Overigens valt op dat [gedaagde] haar stellingen heeft willen ondersteunen met een verwijzing naar de door DLO gebruikte algemene voorwaarden, immers betwist zij in de eerste plaats dat zij toepasselijk zijn. Zij stelt dat de voorwaarden niet voorafgaand aan de overeenkomst aan haar ter hand zijn gesteld en dat zij de toepasselijkheid van haar eigen voorwaarden heeft bedongen. Het laatste heeft zij niet onderbouwd en uit de overgelegde producties blijkt daarvan niet, zodat daaraan voorbij wordt gegaan. DLO heeft bestreden dat een exemplaar van de algemene voorwaarden niet aan [gedaagde] ter hand is gesteld. Het belang voor DLO bij de toepasselijkheid van haar algemene voorwaarden is gelegen in de rente die zij op die grond vordert. DLO wijst op de vermelding in de offerte dat “een exemplaar van deze voorwaarden is bijgevoegd.” Door de ondertekening van de offerte heeft [gedaagde] hiermee ook voor de ontvangst van de voorwaarden getekend en zijn deze aldus toepasselijk. DLO verwijst daarvoor naar Hoge Raad, 21 september 2007 (ECLI:NL:HR:2007:BA9610). De rechtbank volgt DLO in deze stelling. Met de hiervoor weergegeven zinsnede in de offerte, wordt het ervoor gehouden dat [gedaagde] ook voor de ontvangst van de algemene voorwaarden heeft getekend. De voorwaarden zijn dan ook toepasselijk.

4.23.

[gedaagde] stelt dat DLO haar in het laatste jaar niet over de metingen of de meetresultaten heeft geïnformeerd. DLO brengt daartegen in dat [gedaagde] haar daarom ook niet heeft gevraagd. De rechtbank volgt DLO in dit verweer. Indien de tussentijdse resultaten van de metingen voor [gedaagde] belangrijk waren, had zij daarom kunnen vragen. Bovendien geeft de stelling haar geen grond voor opschorting van een betalingsverplichting.

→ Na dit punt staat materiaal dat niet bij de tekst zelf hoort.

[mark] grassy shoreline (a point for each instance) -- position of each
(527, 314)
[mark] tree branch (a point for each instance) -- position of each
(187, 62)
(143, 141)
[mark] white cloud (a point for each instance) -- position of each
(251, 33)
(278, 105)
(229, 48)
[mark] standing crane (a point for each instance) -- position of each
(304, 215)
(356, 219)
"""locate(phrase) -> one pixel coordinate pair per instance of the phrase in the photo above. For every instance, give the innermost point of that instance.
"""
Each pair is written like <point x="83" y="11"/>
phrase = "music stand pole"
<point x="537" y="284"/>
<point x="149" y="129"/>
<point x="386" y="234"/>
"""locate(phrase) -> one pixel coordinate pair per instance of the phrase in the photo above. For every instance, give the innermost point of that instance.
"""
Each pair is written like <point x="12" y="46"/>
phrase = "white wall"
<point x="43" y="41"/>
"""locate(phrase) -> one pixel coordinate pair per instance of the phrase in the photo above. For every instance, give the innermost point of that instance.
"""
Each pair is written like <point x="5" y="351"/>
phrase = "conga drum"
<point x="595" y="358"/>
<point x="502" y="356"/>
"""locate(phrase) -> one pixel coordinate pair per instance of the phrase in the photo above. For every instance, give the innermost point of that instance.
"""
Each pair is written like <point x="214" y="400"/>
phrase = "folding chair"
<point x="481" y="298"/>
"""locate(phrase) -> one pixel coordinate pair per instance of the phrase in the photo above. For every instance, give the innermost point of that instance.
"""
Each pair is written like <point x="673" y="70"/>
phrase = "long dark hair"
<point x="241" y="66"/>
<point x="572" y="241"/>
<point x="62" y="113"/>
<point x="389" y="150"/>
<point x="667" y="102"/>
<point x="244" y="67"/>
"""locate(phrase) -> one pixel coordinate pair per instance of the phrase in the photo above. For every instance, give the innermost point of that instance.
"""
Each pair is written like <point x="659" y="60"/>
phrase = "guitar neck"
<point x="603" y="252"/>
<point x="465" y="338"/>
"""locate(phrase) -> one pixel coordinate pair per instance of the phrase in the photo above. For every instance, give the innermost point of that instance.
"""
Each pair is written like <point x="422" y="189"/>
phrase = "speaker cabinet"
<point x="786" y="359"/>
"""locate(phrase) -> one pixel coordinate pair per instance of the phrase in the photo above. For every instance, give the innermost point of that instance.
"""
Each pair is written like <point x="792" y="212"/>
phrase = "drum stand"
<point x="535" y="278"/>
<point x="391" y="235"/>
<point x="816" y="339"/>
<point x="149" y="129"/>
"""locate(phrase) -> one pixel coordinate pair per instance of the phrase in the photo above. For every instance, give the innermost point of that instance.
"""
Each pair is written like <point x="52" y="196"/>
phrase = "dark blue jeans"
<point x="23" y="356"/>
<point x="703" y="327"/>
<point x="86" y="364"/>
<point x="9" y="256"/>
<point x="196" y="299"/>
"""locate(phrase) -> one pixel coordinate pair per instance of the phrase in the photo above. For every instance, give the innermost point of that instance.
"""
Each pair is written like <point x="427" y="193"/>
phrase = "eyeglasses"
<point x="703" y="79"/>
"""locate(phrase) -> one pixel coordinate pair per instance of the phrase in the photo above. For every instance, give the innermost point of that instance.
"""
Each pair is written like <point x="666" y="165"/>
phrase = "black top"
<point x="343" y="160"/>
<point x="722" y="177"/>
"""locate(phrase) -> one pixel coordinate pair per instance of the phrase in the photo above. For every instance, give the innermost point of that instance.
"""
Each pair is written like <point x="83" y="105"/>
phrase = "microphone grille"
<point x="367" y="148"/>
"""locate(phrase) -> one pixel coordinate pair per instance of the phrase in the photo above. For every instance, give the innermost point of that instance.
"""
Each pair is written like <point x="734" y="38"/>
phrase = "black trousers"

Indien er al sprake was van een tekortkoming, is deze thans geheeld doordat de emissiecijfers thans wel door DLO zijn gegeven.

4.24.

Op dezelfde gronden wordt ook het beroep van [gedaagde] op het bepaalde in artikel 7:403 BW, op grond waarvan de opdrachtnemer opdrachtgever op de hoogte moet houden van de werkzaamheden en de wijze waarop hij zich van de opdracht heeft gekweten, gepasseerd. Van een nu nog na te komen verbintenis is geen sprake meer, zodat ook hierin geen grond voor opschorting is gelegen.

4.25.

De slotsom is dat [gedaagde] bewijs moet leveren van haar stelling dat nadat zij in januari 2013 bekend werd met de tussentijdse waardes, de heer [naam 1] van DLO (een of meerdere medewerkers van) [gedaagde] heeft verzekerd dat zij zich daarover geen zorgen hoefde(n) te maken omdat het om voorlopige waardes ging, waardes die nog moesten worden herberekend. Na de bewijslevering wordt mogelijk toegekomen aan het benoemen van een deskundige in verband met hetgeen daarover onder 4.13. is overwogen.

4.26.

Iedere verdere beslissing zal worden aangehouden.